Lanceiros II e seu aprendizado

O ocorrido em 17 de agosto não apaga a tragédia de 14 de junho, mas prova que admitir as falhas é um gesto de grandeza. Seria muito bom ver essa lógica prevalecendo em toda política de segurança pública do RS, principalmente naqueles casos em que se relaciona com movimentos sociais, os quais não podem ser criminalizados

Lanceiros II e seu aprendizado
Lanceiros II e seu aprendizado (Foto: Anderson Fetter)

Na noite de 14 de junho desse ano se assistiu uma ação desastrosa da Brigada Militar, respaldada por outras instituições que planejaram o despejo violento de 70 famílias de um prédio abandonado pelo governo estadual. Na ocasião estive envolvido no episódio, chegando a ser agredido e preso.

Embora tendo opinião sobre a ausência de política pública habitacional e prédios obsoletos, na condição de presidente da Comissão de Cidadania e Direitos Humanos, restringi-me à fiscalização da execução da ordem judicial. Questionei o fato da desocupação ser à noite e desconsiderando o previsto na Nota Técnica de nº 006/2007 da Brigada Militar.

Alguns críticos da intervenção dos Direitos Humanos se apressaram em aplaudir a violência e condenar quem tentou apaziguar.
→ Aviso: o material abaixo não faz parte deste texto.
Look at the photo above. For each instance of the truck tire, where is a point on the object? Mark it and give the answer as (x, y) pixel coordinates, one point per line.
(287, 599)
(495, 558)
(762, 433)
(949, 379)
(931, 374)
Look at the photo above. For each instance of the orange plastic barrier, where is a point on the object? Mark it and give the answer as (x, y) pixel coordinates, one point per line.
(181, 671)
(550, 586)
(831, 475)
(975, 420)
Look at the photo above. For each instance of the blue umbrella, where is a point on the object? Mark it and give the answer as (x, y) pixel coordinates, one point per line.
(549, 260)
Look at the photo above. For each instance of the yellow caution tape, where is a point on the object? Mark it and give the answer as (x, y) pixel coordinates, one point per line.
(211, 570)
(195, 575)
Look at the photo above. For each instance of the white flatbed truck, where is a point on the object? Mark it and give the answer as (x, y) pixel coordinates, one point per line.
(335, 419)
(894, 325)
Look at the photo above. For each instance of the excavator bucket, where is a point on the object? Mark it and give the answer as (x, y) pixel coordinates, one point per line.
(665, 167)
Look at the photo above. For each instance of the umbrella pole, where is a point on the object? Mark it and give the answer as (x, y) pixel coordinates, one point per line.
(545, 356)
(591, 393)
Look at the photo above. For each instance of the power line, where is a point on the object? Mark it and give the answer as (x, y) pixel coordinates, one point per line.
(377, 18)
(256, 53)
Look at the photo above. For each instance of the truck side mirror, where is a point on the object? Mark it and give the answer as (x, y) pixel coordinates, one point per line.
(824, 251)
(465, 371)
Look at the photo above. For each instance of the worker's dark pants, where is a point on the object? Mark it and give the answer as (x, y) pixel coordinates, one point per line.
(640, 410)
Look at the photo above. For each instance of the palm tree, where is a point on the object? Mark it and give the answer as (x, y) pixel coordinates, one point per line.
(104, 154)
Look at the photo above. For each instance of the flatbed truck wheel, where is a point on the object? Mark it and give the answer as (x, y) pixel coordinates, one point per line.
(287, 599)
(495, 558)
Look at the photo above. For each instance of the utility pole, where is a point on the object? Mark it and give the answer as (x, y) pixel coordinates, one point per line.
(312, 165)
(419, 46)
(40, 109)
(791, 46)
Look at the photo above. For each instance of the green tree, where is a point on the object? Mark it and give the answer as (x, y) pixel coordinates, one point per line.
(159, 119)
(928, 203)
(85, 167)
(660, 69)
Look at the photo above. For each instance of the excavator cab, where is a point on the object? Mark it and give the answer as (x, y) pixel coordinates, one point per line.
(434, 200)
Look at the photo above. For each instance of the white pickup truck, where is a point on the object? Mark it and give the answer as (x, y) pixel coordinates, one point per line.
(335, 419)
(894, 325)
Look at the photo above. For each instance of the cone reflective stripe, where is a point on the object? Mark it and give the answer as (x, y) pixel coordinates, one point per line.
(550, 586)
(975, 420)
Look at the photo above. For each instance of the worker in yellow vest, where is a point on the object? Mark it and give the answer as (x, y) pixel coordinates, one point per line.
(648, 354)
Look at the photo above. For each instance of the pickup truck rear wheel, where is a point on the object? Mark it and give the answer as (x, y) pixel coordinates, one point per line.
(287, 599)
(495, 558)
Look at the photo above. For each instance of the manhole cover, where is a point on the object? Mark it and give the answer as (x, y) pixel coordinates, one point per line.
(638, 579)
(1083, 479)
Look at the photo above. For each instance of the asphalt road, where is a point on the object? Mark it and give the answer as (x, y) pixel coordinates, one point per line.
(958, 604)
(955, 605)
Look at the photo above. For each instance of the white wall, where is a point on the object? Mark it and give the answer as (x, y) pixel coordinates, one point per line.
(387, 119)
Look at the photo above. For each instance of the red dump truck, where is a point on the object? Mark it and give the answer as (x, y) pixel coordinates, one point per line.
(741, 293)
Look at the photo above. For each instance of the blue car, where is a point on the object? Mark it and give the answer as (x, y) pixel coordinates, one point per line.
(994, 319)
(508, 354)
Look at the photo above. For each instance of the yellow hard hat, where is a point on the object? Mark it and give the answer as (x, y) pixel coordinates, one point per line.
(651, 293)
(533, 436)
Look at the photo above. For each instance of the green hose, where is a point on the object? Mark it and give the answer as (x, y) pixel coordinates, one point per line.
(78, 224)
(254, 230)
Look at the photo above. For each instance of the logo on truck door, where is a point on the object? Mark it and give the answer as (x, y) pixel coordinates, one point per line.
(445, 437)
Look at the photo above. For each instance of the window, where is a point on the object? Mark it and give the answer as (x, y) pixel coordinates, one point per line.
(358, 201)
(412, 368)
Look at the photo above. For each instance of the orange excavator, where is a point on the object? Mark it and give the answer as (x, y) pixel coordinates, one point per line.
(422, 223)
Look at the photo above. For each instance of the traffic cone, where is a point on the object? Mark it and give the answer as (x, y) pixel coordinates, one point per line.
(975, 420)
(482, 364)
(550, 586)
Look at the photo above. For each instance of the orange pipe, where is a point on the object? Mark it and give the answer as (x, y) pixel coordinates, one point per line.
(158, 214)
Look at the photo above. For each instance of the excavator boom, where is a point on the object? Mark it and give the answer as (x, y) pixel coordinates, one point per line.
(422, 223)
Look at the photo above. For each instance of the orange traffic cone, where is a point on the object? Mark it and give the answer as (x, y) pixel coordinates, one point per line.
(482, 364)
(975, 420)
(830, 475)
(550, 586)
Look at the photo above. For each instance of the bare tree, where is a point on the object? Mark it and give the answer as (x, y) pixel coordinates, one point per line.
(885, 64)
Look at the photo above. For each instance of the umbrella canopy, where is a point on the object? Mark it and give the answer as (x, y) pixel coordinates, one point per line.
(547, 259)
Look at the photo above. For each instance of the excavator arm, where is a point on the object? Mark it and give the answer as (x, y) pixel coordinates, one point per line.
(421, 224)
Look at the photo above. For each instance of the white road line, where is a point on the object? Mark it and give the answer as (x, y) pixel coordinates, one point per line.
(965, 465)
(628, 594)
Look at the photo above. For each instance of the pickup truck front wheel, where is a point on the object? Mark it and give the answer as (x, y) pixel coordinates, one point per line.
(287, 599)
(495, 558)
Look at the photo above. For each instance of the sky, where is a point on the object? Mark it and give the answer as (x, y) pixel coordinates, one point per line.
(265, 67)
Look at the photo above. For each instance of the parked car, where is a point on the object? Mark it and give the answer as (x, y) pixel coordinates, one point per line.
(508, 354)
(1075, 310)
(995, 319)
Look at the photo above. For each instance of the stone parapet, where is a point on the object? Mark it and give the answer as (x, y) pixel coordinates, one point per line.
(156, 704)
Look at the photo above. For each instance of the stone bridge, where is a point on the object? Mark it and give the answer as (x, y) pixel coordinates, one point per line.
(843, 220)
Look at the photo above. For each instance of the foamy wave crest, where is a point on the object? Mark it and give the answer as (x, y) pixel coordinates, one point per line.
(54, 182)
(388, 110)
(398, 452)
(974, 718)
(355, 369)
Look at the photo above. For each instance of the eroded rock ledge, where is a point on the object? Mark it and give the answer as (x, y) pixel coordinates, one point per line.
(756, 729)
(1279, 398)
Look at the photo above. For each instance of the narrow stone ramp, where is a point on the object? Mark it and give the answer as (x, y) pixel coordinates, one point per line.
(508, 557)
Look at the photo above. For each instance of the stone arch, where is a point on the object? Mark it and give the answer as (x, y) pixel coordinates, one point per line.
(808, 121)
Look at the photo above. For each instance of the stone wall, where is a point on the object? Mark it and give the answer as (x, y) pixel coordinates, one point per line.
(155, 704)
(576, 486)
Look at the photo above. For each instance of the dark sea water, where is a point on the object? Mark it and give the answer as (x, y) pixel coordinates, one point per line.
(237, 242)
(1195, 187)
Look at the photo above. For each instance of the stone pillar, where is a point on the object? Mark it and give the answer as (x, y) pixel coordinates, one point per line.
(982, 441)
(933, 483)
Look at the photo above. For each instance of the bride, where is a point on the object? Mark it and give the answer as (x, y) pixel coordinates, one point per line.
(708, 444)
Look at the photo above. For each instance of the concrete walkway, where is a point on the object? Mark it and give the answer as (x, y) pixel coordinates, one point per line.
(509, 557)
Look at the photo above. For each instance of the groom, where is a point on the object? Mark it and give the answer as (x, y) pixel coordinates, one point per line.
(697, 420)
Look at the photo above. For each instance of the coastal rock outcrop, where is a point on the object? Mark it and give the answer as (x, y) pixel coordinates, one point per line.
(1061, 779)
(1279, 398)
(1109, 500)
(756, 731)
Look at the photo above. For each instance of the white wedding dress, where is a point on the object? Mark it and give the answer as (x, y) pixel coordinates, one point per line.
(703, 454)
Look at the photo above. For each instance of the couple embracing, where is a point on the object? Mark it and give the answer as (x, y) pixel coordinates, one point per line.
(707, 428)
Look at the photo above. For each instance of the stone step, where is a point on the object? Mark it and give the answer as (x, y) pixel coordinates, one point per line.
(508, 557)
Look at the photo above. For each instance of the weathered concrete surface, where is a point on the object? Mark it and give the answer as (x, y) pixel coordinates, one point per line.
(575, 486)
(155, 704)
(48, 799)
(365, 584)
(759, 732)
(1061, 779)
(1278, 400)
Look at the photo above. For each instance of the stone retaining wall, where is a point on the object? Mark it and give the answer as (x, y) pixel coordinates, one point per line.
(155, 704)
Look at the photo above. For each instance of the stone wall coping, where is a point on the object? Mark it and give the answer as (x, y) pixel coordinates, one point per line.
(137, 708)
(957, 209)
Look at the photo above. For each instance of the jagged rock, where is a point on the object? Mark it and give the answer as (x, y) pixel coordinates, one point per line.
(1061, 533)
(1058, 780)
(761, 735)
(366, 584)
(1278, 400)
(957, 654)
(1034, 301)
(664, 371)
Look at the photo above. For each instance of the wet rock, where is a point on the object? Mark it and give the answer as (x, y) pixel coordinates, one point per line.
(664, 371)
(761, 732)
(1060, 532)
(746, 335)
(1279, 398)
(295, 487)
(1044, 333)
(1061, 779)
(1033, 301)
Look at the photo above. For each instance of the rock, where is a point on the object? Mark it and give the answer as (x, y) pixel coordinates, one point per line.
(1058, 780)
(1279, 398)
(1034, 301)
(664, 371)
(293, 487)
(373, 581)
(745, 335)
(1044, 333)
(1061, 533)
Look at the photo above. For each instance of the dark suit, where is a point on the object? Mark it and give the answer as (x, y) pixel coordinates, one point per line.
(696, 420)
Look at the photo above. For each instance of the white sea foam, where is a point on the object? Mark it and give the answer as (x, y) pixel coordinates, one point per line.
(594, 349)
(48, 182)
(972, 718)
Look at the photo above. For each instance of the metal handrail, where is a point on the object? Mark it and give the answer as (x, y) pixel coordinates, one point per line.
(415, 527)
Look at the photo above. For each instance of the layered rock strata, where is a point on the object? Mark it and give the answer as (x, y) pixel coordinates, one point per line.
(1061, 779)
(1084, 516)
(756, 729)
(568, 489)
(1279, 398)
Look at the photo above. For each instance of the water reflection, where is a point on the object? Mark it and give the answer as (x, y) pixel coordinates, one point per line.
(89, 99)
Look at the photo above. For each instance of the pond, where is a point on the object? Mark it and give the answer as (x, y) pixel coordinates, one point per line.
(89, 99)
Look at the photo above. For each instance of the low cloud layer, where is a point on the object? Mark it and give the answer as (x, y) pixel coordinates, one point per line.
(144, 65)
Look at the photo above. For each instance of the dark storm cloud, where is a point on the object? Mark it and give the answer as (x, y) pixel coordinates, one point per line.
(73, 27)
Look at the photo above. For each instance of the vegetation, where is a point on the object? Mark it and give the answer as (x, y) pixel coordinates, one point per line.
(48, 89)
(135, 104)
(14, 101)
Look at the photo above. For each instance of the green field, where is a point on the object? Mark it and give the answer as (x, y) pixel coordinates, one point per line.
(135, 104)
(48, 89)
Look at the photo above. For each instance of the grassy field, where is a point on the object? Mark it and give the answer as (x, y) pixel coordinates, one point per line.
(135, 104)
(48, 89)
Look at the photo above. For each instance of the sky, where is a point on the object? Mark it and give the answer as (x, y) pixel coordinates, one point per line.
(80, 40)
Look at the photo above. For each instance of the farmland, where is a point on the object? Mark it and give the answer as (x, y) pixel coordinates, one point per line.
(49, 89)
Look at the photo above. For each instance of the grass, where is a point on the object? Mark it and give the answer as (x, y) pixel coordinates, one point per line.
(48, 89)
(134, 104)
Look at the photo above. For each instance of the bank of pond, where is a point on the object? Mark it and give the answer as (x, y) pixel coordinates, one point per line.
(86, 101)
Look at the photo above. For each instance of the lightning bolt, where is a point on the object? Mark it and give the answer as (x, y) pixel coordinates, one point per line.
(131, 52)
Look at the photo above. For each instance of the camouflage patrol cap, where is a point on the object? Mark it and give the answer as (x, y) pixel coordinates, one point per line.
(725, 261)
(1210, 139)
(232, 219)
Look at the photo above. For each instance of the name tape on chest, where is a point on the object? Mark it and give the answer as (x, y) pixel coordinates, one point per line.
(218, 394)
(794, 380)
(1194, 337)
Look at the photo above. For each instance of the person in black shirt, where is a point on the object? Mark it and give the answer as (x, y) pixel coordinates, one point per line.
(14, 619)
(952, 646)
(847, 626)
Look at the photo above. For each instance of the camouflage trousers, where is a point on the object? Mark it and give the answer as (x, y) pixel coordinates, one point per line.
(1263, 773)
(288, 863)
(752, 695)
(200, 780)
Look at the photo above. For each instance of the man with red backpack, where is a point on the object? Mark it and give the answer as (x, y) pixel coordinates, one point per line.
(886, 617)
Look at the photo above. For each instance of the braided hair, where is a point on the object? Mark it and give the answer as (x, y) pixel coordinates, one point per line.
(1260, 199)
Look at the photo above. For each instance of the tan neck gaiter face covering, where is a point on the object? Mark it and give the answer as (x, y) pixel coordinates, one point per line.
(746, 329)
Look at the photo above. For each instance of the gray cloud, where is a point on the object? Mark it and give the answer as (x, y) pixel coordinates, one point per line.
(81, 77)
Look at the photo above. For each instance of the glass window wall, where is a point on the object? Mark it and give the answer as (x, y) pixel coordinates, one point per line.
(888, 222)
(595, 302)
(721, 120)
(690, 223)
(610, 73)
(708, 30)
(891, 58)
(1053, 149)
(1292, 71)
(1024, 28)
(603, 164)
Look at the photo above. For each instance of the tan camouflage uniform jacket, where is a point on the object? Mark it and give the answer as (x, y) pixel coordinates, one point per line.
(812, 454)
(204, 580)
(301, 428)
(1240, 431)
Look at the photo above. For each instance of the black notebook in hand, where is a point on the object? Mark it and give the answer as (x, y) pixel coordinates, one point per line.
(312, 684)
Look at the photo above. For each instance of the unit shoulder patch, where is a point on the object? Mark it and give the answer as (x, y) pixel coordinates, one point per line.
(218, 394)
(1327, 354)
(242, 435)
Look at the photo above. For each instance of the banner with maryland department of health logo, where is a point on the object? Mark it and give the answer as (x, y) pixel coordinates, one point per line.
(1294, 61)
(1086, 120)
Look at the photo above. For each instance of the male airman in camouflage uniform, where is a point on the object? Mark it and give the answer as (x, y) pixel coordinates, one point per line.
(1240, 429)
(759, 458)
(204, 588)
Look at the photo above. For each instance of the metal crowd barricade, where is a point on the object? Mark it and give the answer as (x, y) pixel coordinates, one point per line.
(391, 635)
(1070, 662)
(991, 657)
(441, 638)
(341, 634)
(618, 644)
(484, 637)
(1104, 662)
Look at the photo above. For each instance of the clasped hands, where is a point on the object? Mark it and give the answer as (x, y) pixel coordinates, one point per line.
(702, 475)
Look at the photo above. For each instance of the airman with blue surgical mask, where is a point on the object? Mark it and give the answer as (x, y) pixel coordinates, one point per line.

Pois agora, na execução da segunda ordem de despejo, restou comprovado que é possível cumprir determinação judicial sem uso excessivo da força.

O comandante da operação, Coronel Jeferson Jacques, fez valer não só o protocolo da BM como também as orientações da Promotoria dos Direitos Humanos e da coordenação de habitação da Defensoria Pública Estadual.

Durante mais de 12 horas ininterruptas, se buscou o máximo de diálogo entre as partes, possibilitando à direção do Movimento de Luta dos Bairros sair pacificamente, perante compromisso assinado de alojamento temporário para as famílias, aluguel social por 6 meses e inclusão numa política habitacional do programa Minha Casa Minha Vida.

Ao contrário do primeiro episódio, as instituições saíram fortalecidas, sobretudo a Brigada Militar, embora muito tenha de ser aprimorado para situações similares. Vamos continuar refletindo com todos os Poderes a importância de um agir sintonizado e com respeito ao que a legislação assegura, bem como às Declarações e Tratados Internacionais.

O ocorrido em 17 de agosto não apaga a tragédia de 14 de junho, mas prova que admitir as falhas é um gesto de grandeza. Seria muito bom ver essa lógica prevalecendo em toda política de segurança pública do RS, principalmente naqueles casos em que se relaciona com movimentos sociais, os quais não podem ser criminalizados.